By: David Valdes

As the final season of THE SOPRANOS rushes to a frenzied conclusion, the lines that used to separate work and family for Tony have been all but erased. In “The Second Coming,” longtime series writer Terence Winter paints a bleak picture of Tony the sociopath and the toll his lifestyle has taken on his children, A.J. and Meadow.
In a half-hearted suicide attempt, A.J. ties a cinder block to his chair and drops himself into a pool with a plastic bag over his head. Fortunately for A.J., Tony hears the youngster’s cries and saves him. “What’s wrong with you,” Tony asks in a rage. But isn’t it obvious?

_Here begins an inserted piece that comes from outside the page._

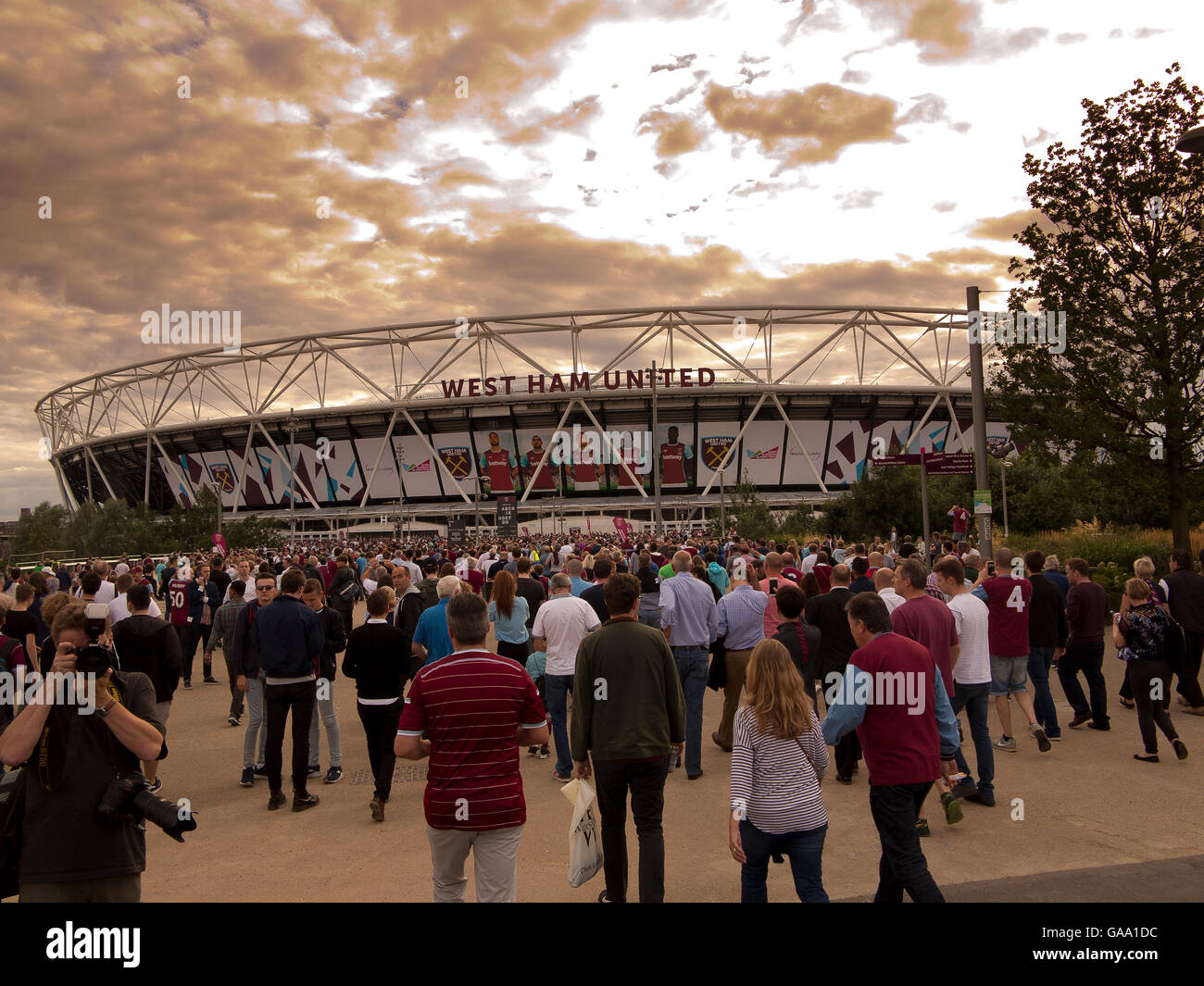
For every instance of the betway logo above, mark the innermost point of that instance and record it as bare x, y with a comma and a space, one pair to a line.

“You realize we’re going to bomb Iran,” A.J. dejectedly tells Meadow early in the episode in the middle of a thoroughly unrelated conversation. Tony’s son, completely depressed, spends his free time brooding, feeling helpless and hopeless, and reading Al Jazeera’s website. Carmela, in one of those outstanding kitchen argument scenes, tells Tony she blames his “playing the depression card” for “The Soprano Curse.” Tony, who has been chastising people for “going about in pity for themselves” for two seasons now, has little to say in response.
And if A.J.’s mental health was up for debate before, let the simple fact that he no longer finds BORAT amusing solidify the fact that the kid needs help. Or at least more help than his distant, incompetent shrink has to offer. Even Meadow noticed the young man was suicidal – and that was two episodes ago.
Meadow gives A.J. some significant advice when he complains he is in her shadow: “We’re Italian, A.J. You’re the son. Do you have any idea what that means? You’ll always be more important.” But the way Tony reacts to a New York wise guy intimidating Meadow this week tells a different story. The juxtaposition of the scene in which Tony tells Meadow and Carmela that the mobster is “harmless” and that he will talk to him with the scene in which he curb-stomps the guy’s teeth out is chilling.
Dr. Melfi’s visit to her own mob-obsessed psychiatrist offers the viewers a big helping of Tell Us Something We Don’t Already Know. He brings up the idea that talk therapy is useless for sociopaths because it only validates them and allows them to “sharpen their con skills on their therapists.” Fittingly, the next therapy scene between Melfi and Tony begins with Tony uttering the line, “I’m a good guy.”
The stakes for Tony are sky high, with A.J. and Meadow now more involved than ever. He is no longer the widely respected

Jersey boss he once was and he is no longer in control of his own future. Even his goombas back at the Bada Bing seem to be getting a little listless with their sycophancy. How about that scene where the guys try to calm Boss T’s worries about his suicidal son? Tony is even showing more signs of self-doubt than ever before with that silly attempt at Freudian psychology in Dr. Melfi’s office. “Our mothers are the bus drivers – no. They are bus.” Even funnier than hearing Big T say it is hearing Dr. Melfi dub his remarks “insightful.”
Tony Soprano’s troubles are no longer few and far between. All of the stressors and dangers in Tony’s life are now hovering right above him and bouncing off of one another. Tony, who has tried for so long to keep his work affairs separate from his comparatively normal home life, is now at a “precipice,” as Carmine puts it. If “The Second Coming” is any indication, a happy ending for anyone on THE SOPRANOS is virtually impossible.